Now that the system is in place, she said being paperless has been a boon to the office's productivity, allowing her to submit prescriptions in less than a minute, pull patient files on the spot and quickly return calls.

"Because we are a smaller practice, we don't have to delegate someone to pull charts when someone leaves a message, so doctors are able to return calls a lot faster as opposed to waiting until we get a break in our schedule and going back to our room," she said. "All of our rooms have computers, so if I'm sitting in the exam room waiting for our next patient, I can just quickly place a phone call to a patient because everything is right there, I don't have to wait until someone hands me a chart."

She said the office has yet to launch its patient portal, but soon patients can view their health information, make appointments or change their personal information online.

No Data Sharing -- Yet

One thing the EHR systems being offered by the health department won't do -- at least, not yet

-- is share data with other providers. The health department won't facilitate data sharing directly, but will link providers with regional health information organizations (RHIOs) when the organizations are ready.

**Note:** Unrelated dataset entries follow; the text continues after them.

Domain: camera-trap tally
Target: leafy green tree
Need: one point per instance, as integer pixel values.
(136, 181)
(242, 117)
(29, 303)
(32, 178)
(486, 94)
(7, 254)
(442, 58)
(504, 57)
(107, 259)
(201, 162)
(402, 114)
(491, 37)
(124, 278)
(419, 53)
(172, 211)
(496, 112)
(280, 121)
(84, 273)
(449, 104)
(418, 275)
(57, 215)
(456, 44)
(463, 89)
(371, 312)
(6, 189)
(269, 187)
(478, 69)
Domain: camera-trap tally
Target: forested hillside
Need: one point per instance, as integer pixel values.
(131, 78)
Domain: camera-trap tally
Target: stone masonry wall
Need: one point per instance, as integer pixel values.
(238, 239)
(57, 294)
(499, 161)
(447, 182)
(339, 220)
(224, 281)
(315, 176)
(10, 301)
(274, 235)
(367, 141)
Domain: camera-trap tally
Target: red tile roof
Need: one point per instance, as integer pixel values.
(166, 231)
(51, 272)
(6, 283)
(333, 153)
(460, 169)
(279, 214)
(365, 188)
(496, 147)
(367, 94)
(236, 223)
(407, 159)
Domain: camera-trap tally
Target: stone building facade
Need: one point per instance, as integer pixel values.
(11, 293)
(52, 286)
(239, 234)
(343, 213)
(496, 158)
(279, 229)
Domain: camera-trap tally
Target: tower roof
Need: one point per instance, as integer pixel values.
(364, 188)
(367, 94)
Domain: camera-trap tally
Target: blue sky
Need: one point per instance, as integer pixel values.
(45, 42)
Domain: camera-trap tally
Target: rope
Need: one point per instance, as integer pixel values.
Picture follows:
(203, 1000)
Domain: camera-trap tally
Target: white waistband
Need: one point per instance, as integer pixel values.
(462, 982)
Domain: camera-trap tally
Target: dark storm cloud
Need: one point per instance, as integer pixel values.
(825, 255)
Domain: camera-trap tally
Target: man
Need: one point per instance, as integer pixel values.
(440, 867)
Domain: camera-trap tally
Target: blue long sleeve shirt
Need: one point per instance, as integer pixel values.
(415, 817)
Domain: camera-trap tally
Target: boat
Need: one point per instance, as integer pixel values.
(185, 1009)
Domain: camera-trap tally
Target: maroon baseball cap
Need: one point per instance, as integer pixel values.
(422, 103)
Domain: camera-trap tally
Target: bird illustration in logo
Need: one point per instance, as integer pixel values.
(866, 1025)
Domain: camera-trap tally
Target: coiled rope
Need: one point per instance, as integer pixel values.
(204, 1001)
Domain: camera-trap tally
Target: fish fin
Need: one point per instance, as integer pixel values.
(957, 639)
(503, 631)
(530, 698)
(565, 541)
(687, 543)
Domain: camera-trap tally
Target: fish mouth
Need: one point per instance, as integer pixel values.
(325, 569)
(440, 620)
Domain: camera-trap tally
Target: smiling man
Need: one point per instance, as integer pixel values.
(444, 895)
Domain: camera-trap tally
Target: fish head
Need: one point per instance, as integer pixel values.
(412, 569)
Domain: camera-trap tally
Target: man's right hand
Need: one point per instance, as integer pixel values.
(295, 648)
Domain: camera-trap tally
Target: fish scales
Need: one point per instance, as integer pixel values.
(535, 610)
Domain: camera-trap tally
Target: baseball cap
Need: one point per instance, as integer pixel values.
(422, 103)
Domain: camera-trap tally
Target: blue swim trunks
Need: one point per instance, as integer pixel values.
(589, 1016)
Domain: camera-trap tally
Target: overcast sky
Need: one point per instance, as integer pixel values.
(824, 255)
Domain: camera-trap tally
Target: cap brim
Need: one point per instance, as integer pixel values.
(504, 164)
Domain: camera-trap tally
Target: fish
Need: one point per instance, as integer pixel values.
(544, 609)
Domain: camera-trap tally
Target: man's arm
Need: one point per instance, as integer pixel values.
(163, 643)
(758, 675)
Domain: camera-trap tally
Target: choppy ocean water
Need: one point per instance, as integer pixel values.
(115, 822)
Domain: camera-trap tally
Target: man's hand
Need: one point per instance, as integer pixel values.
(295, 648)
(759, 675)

"There has been more than $100 million of investment in New York state on the development of health information exchange protocol systems and organizations and the RHIOs," Mostashari said. "Our approach has been to not try to reinvent the wheel, but use that infrastructure that's developed when it becomes available to our practices -- to communicate with each other and with other hospitals and practices outside of our network."

Mostashari said he hopes the city's PCIP will serve as a model for other jurisdictions and the country. He urged governments to focus on quality of care as stimulus dollars become available for health IT.

"Government agencies across the board are facing some very challenging times. I would urge my colleagues in other locales or jurisdictions to engage with this opportunity around health IT and the stimulus funding that's available to bring that public perspective and expectation of getting public benefit from the investment of taxpayer dollars," Mostashari said, "because absent a strong perspective that we can provide, there is a definite risk that the result of this is going to be a lot of health information technology, but not much improvement in the public's health."